Di fronte a tutto ciò viveva in me il fatto interiormente sperimentato, e sperimentato con conoscenza, che col suo pensiero, quando sufficientemente lo approfondisca, l’uomo vive nella realtà del mondo come in realtà spirituale. Ero convinto di possedere questa, come una conoscenza che può vivere nella coscienza con la stessa chiarezza interiore con cui ci si manifesta la conoscenza matematica.

Davanti a una tale conoscenza non può reggersi l’opinione che esistano limiti della conoscenza, quali la tendenza di pensiero sopra accennata credeva di dover stabilire.

 

In mezzo a tutto ciò si aggiungeva in me un’inclinazione del pensiero verso la teoria dell’evoluzione, allora fiorente. Questa, in Haeckel, aveva assunto delle forme in cui l’autonomo essere e operare della spiritualità non poteva trovare considerazione. Il successivo, il perfetto, doveva essersi prodotto nel corso del tempo dal precedente, imperfetto. Ciò mi persuadeva nei riguardi della realtà esteriore percepibile ai sensi.

 

Eppure conoscevo troppo bene la spiritualità autonoma, salda in sé, indipendente dal sensibile, per poter dar ragione al mondo esteriore delle apparenze sensibili.
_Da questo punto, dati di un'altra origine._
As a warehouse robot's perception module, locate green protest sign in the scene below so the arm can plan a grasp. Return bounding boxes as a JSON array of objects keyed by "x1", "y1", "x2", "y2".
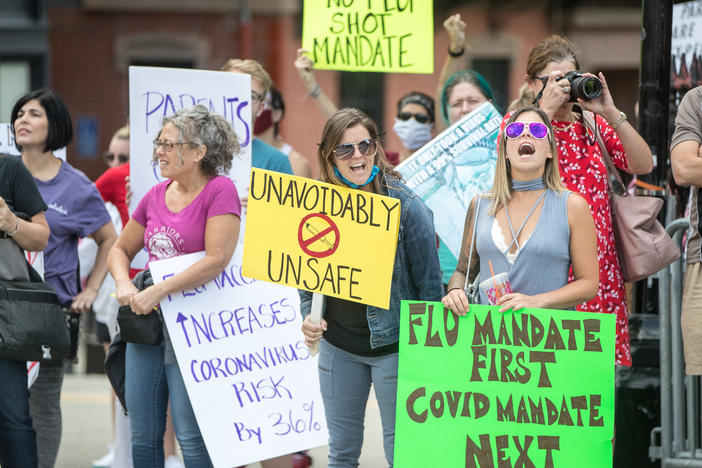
[
  {"x1": 302, "y1": 0, "x2": 434, "y2": 73},
  {"x1": 395, "y1": 301, "x2": 615, "y2": 468}
]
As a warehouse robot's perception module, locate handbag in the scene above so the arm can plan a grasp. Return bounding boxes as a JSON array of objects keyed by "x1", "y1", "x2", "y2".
[
  {"x1": 463, "y1": 193, "x2": 482, "y2": 304},
  {"x1": 583, "y1": 111, "x2": 680, "y2": 281},
  {"x1": 0, "y1": 219, "x2": 29, "y2": 281},
  {"x1": 0, "y1": 260, "x2": 71, "y2": 362},
  {"x1": 117, "y1": 270, "x2": 163, "y2": 346}
]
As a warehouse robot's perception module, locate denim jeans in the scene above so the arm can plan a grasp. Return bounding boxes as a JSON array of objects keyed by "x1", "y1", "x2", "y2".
[
  {"x1": 319, "y1": 339, "x2": 397, "y2": 468},
  {"x1": 29, "y1": 360, "x2": 66, "y2": 468},
  {"x1": 125, "y1": 340, "x2": 212, "y2": 468},
  {"x1": 0, "y1": 358, "x2": 37, "y2": 468}
]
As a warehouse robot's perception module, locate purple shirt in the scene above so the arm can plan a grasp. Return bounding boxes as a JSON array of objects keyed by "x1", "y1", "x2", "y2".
[
  {"x1": 34, "y1": 162, "x2": 111, "y2": 305},
  {"x1": 132, "y1": 176, "x2": 241, "y2": 268}
]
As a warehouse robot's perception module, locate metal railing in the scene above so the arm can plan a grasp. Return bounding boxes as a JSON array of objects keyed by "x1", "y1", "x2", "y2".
[{"x1": 648, "y1": 218, "x2": 702, "y2": 468}]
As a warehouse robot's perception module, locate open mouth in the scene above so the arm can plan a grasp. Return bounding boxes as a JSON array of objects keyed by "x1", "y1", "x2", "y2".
[
  {"x1": 517, "y1": 141, "x2": 536, "y2": 156},
  {"x1": 349, "y1": 163, "x2": 366, "y2": 173}
]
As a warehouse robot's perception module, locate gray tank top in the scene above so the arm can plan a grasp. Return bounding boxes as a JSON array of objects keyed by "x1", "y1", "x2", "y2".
[{"x1": 475, "y1": 189, "x2": 570, "y2": 304}]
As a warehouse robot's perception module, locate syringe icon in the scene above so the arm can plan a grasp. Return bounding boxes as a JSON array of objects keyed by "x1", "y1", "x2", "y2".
[{"x1": 305, "y1": 223, "x2": 334, "y2": 250}]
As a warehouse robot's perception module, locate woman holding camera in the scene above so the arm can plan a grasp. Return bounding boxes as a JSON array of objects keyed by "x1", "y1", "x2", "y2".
[{"x1": 503, "y1": 36, "x2": 653, "y2": 366}]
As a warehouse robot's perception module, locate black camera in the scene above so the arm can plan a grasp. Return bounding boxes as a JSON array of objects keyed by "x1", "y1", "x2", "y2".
[{"x1": 541, "y1": 70, "x2": 602, "y2": 102}]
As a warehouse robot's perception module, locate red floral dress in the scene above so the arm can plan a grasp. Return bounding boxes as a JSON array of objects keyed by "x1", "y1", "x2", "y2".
[
  {"x1": 552, "y1": 116, "x2": 631, "y2": 366},
  {"x1": 503, "y1": 113, "x2": 631, "y2": 366}
]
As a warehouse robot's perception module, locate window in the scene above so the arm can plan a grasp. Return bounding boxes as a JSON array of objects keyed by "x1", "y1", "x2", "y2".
[
  {"x1": 473, "y1": 59, "x2": 509, "y2": 112},
  {"x1": 340, "y1": 72, "x2": 383, "y2": 131},
  {"x1": 0, "y1": 60, "x2": 32, "y2": 122}
]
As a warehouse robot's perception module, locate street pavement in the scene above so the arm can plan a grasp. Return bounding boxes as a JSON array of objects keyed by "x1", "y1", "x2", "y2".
[{"x1": 56, "y1": 374, "x2": 387, "y2": 468}]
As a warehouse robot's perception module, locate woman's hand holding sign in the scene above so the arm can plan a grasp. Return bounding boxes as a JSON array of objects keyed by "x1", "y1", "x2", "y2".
[{"x1": 302, "y1": 315, "x2": 327, "y2": 347}]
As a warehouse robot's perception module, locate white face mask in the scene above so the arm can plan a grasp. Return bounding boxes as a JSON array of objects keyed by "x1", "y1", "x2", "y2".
[{"x1": 392, "y1": 117, "x2": 432, "y2": 151}]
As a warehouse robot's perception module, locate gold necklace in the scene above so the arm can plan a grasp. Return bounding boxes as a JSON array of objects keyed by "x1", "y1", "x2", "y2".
[{"x1": 556, "y1": 112, "x2": 575, "y2": 132}]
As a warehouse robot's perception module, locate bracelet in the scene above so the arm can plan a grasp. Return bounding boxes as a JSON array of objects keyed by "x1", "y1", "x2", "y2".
[
  {"x1": 5, "y1": 215, "x2": 19, "y2": 237},
  {"x1": 449, "y1": 45, "x2": 466, "y2": 58},
  {"x1": 609, "y1": 111, "x2": 626, "y2": 129},
  {"x1": 307, "y1": 83, "x2": 322, "y2": 99}
]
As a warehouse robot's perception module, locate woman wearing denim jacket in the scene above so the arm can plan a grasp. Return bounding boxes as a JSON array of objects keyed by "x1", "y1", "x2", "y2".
[{"x1": 300, "y1": 108, "x2": 443, "y2": 468}]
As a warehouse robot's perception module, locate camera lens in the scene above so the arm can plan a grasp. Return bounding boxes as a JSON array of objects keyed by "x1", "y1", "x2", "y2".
[{"x1": 571, "y1": 76, "x2": 602, "y2": 101}]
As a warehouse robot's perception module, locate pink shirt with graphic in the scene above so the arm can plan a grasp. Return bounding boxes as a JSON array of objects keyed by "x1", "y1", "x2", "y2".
[{"x1": 132, "y1": 176, "x2": 241, "y2": 268}]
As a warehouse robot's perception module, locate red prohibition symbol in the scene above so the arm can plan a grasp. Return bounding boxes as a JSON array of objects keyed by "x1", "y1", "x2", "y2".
[{"x1": 297, "y1": 213, "x2": 340, "y2": 258}]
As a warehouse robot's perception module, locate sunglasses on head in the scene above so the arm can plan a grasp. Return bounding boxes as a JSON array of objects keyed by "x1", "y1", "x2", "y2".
[
  {"x1": 332, "y1": 137, "x2": 378, "y2": 161},
  {"x1": 103, "y1": 153, "x2": 129, "y2": 164},
  {"x1": 505, "y1": 122, "x2": 548, "y2": 140},
  {"x1": 397, "y1": 112, "x2": 429, "y2": 123}
]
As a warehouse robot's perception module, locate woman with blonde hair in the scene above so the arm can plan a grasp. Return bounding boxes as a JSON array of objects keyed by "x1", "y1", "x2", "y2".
[
  {"x1": 442, "y1": 108, "x2": 598, "y2": 315},
  {"x1": 505, "y1": 36, "x2": 653, "y2": 366}
]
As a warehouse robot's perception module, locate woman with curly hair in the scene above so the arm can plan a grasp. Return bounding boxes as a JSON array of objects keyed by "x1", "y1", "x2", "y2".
[{"x1": 109, "y1": 105, "x2": 241, "y2": 468}]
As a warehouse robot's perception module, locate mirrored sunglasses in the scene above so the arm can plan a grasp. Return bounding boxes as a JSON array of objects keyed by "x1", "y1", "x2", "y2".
[
  {"x1": 333, "y1": 138, "x2": 378, "y2": 161},
  {"x1": 505, "y1": 122, "x2": 548, "y2": 140},
  {"x1": 397, "y1": 112, "x2": 429, "y2": 123},
  {"x1": 102, "y1": 153, "x2": 129, "y2": 164}
]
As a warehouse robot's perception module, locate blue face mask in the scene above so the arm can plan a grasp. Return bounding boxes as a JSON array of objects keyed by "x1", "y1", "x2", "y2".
[
  {"x1": 334, "y1": 165, "x2": 380, "y2": 188},
  {"x1": 392, "y1": 117, "x2": 433, "y2": 151}
]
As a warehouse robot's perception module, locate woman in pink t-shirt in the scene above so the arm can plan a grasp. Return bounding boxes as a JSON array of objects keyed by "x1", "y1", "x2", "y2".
[{"x1": 109, "y1": 106, "x2": 241, "y2": 467}]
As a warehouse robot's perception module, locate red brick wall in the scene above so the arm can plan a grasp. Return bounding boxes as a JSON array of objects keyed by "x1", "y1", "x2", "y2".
[{"x1": 49, "y1": 6, "x2": 636, "y2": 179}]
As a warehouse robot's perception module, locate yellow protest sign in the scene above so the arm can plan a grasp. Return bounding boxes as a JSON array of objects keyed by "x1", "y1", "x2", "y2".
[
  {"x1": 243, "y1": 169, "x2": 401, "y2": 309},
  {"x1": 302, "y1": 0, "x2": 434, "y2": 73}
]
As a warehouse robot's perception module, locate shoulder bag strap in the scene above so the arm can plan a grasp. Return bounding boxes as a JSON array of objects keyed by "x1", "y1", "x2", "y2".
[
  {"x1": 463, "y1": 193, "x2": 483, "y2": 289},
  {"x1": 583, "y1": 110, "x2": 624, "y2": 195}
]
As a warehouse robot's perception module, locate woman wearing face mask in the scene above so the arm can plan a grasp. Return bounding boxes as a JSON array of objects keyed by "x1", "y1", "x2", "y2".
[
  {"x1": 392, "y1": 91, "x2": 434, "y2": 162},
  {"x1": 254, "y1": 85, "x2": 312, "y2": 177},
  {"x1": 439, "y1": 70, "x2": 495, "y2": 285},
  {"x1": 295, "y1": 49, "x2": 434, "y2": 166}
]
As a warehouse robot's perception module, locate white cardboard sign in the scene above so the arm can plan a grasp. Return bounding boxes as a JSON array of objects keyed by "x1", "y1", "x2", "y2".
[
  {"x1": 129, "y1": 67, "x2": 253, "y2": 268},
  {"x1": 149, "y1": 252, "x2": 328, "y2": 467}
]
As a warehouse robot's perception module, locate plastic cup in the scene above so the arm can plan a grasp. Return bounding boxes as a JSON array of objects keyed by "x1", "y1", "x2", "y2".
[{"x1": 478, "y1": 272, "x2": 512, "y2": 305}]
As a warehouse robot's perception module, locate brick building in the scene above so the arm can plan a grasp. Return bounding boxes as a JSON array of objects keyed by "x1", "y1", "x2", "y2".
[{"x1": 0, "y1": 0, "x2": 641, "y2": 179}]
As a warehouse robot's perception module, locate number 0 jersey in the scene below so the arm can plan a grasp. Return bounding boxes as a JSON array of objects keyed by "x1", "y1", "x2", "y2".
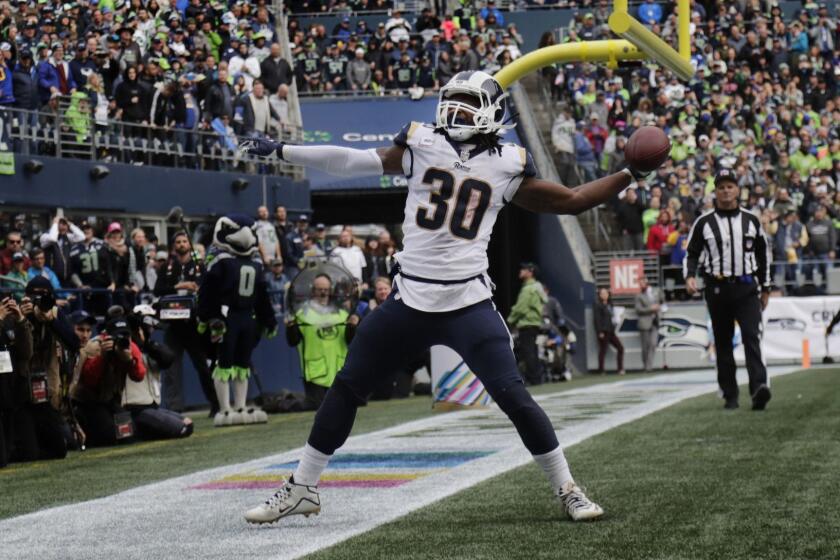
[{"x1": 394, "y1": 122, "x2": 536, "y2": 311}]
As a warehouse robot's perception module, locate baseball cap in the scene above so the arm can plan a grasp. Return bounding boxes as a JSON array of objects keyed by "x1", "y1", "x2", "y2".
[
  {"x1": 715, "y1": 169, "x2": 738, "y2": 187},
  {"x1": 70, "y1": 309, "x2": 96, "y2": 326}
]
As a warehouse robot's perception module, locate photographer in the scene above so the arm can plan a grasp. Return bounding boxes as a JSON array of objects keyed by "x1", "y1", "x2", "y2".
[
  {"x1": 11, "y1": 276, "x2": 79, "y2": 461},
  {"x1": 122, "y1": 305, "x2": 193, "y2": 440},
  {"x1": 72, "y1": 317, "x2": 146, "y2": 446},
  {"x1": 0, "y1": 296, "x2": 32, "y2": 468},
  {"x1": 155, "y1": 231, "x2": 219, "y2": 418}
]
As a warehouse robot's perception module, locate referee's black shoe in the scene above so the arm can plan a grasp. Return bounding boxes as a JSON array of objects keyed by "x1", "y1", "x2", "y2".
[{"x1": 753, "y1": 385, "x2": 771, "y2": 410}]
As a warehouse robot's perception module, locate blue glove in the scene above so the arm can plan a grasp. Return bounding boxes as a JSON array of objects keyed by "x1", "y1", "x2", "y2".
[{"x1": 239, "y1": 138, "x2": 285, "y2": 159}]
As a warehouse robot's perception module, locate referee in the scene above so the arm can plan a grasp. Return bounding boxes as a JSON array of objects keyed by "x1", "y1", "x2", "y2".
[{"x1": 683, "y1": 169, "x2": 771, "y2": 410}]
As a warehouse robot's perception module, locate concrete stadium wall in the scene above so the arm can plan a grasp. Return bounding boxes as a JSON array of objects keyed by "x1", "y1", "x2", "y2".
[{"x1": 0, "y1": 158, "x2": 310, "y2": 216}]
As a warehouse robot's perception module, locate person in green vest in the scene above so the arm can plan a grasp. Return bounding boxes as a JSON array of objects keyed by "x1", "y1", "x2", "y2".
[
  {"x1": 508, "y1": 262, "x2": 548, "y2": 385},
  {"x1": 286, "y1": 273, "x2": 359, "y2": 410}
]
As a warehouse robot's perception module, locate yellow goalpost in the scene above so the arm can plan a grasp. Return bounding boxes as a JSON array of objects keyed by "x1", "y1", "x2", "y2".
[{"x1": 495, "y1": 0, "x2": 694, "y2": 88}]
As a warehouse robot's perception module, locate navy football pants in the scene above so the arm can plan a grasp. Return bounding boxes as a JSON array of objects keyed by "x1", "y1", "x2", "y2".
[{"x1": 309, "y1": 292, "x2": 558, "y2": 455}]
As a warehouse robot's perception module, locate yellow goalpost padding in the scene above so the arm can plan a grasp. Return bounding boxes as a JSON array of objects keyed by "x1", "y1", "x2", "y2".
[{"x1": 495, "y1": 0, "x2": 694, "y2": 88}]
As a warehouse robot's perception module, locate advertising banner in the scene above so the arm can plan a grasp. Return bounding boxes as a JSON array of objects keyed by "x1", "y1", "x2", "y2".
[{"x1": 300, "y1": 96, "x2": 519, "y2": 191}]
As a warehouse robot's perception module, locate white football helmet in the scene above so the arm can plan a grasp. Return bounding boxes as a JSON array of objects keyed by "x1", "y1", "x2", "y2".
[{"x1": 436, "y1": 71, "x2": 514, "y2": 142}]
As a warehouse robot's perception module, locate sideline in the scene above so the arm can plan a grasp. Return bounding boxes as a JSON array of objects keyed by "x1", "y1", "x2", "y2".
[{"x1": 0, "y1": 366, "x2": 795, "y2": 560}]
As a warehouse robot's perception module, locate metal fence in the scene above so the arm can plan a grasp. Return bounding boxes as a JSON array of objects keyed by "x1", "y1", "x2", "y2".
[{"x1": 0, "y1": 103, "x2": 303, "y2": 178}]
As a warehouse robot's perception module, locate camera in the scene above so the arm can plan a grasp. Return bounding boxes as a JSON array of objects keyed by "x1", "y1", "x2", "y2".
[
  {"x1": 113, "y1": 332, "x2": 131, "y2": 350},
  {"x1": 29, "y1": 293, "x2": 55, "y2": 313}
]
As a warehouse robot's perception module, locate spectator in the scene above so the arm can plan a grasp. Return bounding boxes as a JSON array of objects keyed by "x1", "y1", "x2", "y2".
[
  {"x1": 312, "y1": 224, "x2": 335, "y2": 255},
  {"x1": 41, "y1": 216, "x2": 85, "y2": 286},
  {"x1": 204, "y1": 65, "x2": 236, "y2": 122},
  {"x1": 38, "y1": 42, "x2": 76, "y2": 105},
  {"x1": 155, "y1": 231, "x2": 219, "y2": 418},
  {"x1": 0, "y1": 229, "x2": 31, "y2": 274},
  {"x1": 593, "y1": 288, "x2": 624, "y2": 375},
  {"x1": 330, "y1": 228, "x2": 367, "y2": 284},
  {"x1": 633, "y1": 274, "x2": 663, "y2": 372},
  {"x1": 286, "y1": 274, "x2": 359, "y2": 410},
  {"x1": 105, "y1": 222, "x2": 137, "y2": 309},
  {"x1": 804, "y1": 205, "x2": 837, "y2": 279},
  {"x1": 284, "y1": 214, "x2": 309, "y2": 278},
  {"x1": 260, "y1": 43, "x2": 294, "y2": 92},
  {"x1": 0, "y1": 252, "x2": 29, "y2": 289},
  {"x1": 254, "y1": 206, "x2": 283, "y2": 268},
  {"x1": 616, "y1": 188, "x2": 645, "y2": 251},
  {"x1": 114, "y1": 66, "x2": 149, "y2": 124},
  {"x1": 26, "y1": 248, "x2": 61, "y2": 293},
  {"x1": 265, "y1": 259, "x2": 290, "y2": 323},
  {"x1": 647, "y1": 210, "x2": 674, "y2": 261},
  {"x1": 347, "y1": 48, "x2": 371, "y2": 91},
  {"x1": 268, "y1": 84, "x2": 289, "y2": 126},
  {"x1": 507, "y1": 263, "x2": 548, "y2": 385},
  {"x1": 12, "y1": 49, "x2": 40, "y2": 111},
  {"x1": 70, "y1": 223, "x2": 111, "y2": 316}
]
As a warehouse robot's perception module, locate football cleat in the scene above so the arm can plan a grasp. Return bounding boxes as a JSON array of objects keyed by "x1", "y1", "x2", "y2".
[
  {"x1": 213, "y1": 410, "x2": 231, "y2": 428},
  {"x1": 245, "y1": 478, "x2": 321, "y2": 523},
  {"x1": 557, "y1": 482, "x2": 604, "y2": 521},
  {"x1": 753, "y1": 385, "x2": 771, "y2": 410}
]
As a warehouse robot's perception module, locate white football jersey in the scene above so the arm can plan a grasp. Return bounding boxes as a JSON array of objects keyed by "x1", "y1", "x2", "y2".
[{"x1": 394, "y1": 122, "x2": 536, "y2": 311}]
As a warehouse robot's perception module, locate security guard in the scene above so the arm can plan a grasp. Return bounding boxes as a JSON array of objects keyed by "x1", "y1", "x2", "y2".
[{"x1": 683, "y1": 169, "x2": 772, "y2": 410}]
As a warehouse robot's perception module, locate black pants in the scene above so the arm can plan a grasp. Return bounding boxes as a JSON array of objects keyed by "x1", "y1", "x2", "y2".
[
  {"x1": 7, "y1": 403, "x2": 67, "y2": 461},
  {"x1": 74, "y1": 401, "x2": 125, "y2": 447},
  {"x1": 161, "y1": 321, "x2": 219, "y2": 412},
  {"x1": 309, "y1": 296, "x2": 558, "y2": 455},
  {"x1": 705, "y1": 282, "x2": 767, "y2": 400},
  {"x1": 519, "y1": 327, "x2": 542, "y2": 385}
]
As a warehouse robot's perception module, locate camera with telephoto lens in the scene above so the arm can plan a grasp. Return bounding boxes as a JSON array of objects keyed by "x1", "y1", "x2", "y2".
[{"x1": 29, "y1": 293, "x2": 55, "y2": 313}]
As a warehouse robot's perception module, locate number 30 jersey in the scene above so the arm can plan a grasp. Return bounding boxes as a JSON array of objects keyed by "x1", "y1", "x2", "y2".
[{"x1": 394, "y1": 122, "x2": 536, "y2": 311}]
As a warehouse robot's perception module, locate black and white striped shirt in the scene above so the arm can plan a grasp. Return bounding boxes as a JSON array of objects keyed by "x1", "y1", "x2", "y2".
[{"x1": 683, "y1": 208, "x2": 773, "y2": 289}]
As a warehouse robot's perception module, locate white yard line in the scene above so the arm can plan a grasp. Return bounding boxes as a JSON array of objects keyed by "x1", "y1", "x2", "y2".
[{"x1": 0, "y1": 366, "x2": 791, "y2": 560}]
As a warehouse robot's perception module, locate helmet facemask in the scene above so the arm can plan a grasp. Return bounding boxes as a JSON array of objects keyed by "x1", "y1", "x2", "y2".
[{"x1": 436, "y1": 77, "x2": 512, "y2": 142}]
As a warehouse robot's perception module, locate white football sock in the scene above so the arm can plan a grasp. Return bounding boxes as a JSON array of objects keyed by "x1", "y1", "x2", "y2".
[
  {"x1": 534, "y1": 445, "x2": 574, "y2": 492},
  {"x1": 233, "y1": 379, "x2": 248, "y2": 410},
  {"x1": 292, "y1": 443, "x2": 332, "y2": 486},
  {"x1": 213, "y1": 379, "x2": 230, "y2": 412}
]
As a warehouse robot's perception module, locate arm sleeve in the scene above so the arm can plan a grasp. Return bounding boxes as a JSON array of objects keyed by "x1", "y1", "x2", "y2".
[
  {"x1": 683, "y1": 215, "x2": 703, "y2": 280},
  {"x1": 281, "y1": 146, "x2": 384, "y2": 177}
]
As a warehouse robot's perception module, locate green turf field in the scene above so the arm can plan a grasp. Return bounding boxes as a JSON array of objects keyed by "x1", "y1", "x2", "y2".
[
  {"x1": 309, "y1": 370, "x2": 840, "y2": 560},
  {"x1": 0, "y1": 375, "x2": 638, "y2": 520}
]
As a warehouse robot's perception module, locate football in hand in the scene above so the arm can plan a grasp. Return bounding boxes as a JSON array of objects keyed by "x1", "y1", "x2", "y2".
[{"x1": 624, "y1": 126, "x2": 671, "y2": 173}]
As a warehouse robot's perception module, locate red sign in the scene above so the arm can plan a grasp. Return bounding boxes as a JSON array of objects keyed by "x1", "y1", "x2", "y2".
[{"x1": 610, "y1": 259, "x2": 645, "y2": 295}]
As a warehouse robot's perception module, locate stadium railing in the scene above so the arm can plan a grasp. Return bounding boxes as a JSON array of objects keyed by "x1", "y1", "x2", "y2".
[{"x1": 0, "y1": 103, "x2": 303, "y2": 178}]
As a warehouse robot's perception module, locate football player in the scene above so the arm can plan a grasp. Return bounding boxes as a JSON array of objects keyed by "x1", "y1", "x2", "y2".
[
  {"x1": 197, "y1": 215, "x2": 277, "y2": 426},
  {"x1": 241, "y1": 72, "x2": 646, "y2": 523}
]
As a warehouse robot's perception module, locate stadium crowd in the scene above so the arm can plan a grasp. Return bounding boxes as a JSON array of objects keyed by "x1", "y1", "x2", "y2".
[
  {"x1": 0, "y1": 206, "x2": 414, "y2": 466},
  {"x1": 542, "y1": 2, "x2": 840, "y2": 291}
]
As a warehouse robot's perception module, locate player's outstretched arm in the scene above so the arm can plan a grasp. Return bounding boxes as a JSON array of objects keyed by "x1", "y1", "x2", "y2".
[
  {"x1": 239, "y1": 138, "x2": 405, "y2": 177},
  {"x1": 513, "y1": 169, "x2": 634, "y2": 214}
]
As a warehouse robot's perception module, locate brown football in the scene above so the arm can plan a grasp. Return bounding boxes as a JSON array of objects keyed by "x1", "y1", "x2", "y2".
[{"x1": 624, "y1": 126, "x2": 671, "y2": 173}]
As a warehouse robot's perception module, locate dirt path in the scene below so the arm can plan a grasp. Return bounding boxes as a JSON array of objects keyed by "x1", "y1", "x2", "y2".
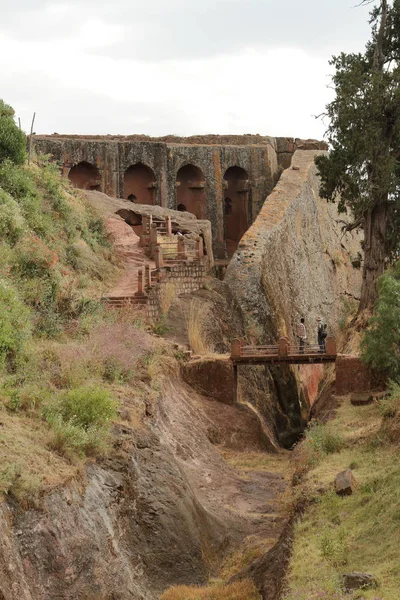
[
  {"x1": 159, "y1": 385, "x2": 291, "y2": 575},
  {"x1": 106, "y1": 217, "x2": 155, "y2": 298}
]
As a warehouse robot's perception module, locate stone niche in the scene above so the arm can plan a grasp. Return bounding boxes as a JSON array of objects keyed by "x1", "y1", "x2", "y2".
[{"x1": 34, "y1": 134, "x2": 326, "y2": 259}]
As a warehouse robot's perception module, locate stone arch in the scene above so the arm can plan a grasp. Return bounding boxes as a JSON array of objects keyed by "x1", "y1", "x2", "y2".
[
  {"x1": 123, "y1": 162, "x2": 156, "y2": 205},
  {"x1": 176, "y1": 164, "x2": 206, "y2": 219},
  {"x1": 68, "y1": 160, "x2": 101, "y2": 190},
  {"x1": 224, "y1": 166, "x2": 250, "y2": 256}
]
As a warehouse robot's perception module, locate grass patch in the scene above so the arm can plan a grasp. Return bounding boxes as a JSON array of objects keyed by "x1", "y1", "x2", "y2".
[
  {"x1": 285, "y1": 399, "x2": 400, "y2": 600},
  {"x1": 186, "y1": 299, "x2": 213, "y2": 355},
  {"x1": 160, "y1": 580, "x2": 261, "y2": 600}
]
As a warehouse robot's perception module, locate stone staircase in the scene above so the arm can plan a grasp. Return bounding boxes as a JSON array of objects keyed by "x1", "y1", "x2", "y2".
[{"x1": 103, "y1": 216, "x2": 205, "y2": 319}]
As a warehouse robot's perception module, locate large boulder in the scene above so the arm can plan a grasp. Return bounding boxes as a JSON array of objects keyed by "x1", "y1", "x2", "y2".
[{"x1": 343, "y1": 572, "x2": 378, "y2": 592}]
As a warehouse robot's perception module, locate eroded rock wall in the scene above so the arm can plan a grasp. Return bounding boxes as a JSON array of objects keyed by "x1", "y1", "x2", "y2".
[
  {"x1": 34, "y1": 135, "x2": 325, "y2": 257},
  {"x1": 225, "y1": 150, "x2": 361, "y2": 440}
]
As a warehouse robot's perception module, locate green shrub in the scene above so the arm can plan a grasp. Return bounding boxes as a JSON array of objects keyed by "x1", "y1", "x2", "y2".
[
  {"x1": 0, "y1": 280, "x2": 32, "y2": 368},
  {"x1": 50, "y1": 386, "x2": 116, "y2": 429},
  {"x1": 304, "y1": 422, "x2": 344, "y2": 465},
  {"x1": 0, "y1": 100, "x2": 26, "y2": 165},
  {"x1": 49, "y1": 415, "x2": 110, "y2": 458},
  {"x1": 361, "y1": 261, "x2": 400, "y2": 381},
  {"x1": 0, "y1": 160, "x2": 48, "y2": 236}
]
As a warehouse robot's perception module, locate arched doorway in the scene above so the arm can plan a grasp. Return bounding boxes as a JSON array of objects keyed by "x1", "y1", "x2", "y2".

• Si trattava dunque di costruire il ponte da questo mondo al mondo dello spirito.

Nel corso del tempo, pensato sensibilmente,

la spiritualità umana sembra svilupparsi da stati precedenti privi di spiritualità.

• Ma il sensibile, giustamente riconosciuto,

mostra dovunque d’essere una manifestazione dello spirito.

 

Di fronte a questa giusta conoscenza del sensibile, mi era chiaro che i «limiti della conoscenza», che allora si erigevano, potevano essere ammessi soltanto da chi, urtando contro il sensibile, lo tratta come uno che di una pagina stampata guardi solo le forme delle lettere e, senz’avere la più pallida idea di che cosa sia saper leggere, affermi che ciò che si nasconde dietro a quelle forme non si può sapere.

Così la mia attenzione, partendo dall’osservazione dei sensi, si rivolse alla spiritualità di cui mi ero accertato nell’esperienza conoscitiva interiore. Io non cercavo, dietro ai fenomeni sensibili, mondi di atomi privi di spiritualità, bensì la spiritualità che in apparenza si rivela nell’interno dell’uomo, ma in realtà appartiene agli stessi oggetti e processi sensibili.

 

• Il comportamento dell’uomo conoscente genera l’apparenza

che le idee delle cose siano nell’uomo, mentre in realtà vivono nelle cose.

• In un’esperienza apparente l’uomo deve scinderle dalle cose,

ma nella vera esperienza conoscitiva le restituisce ad esse.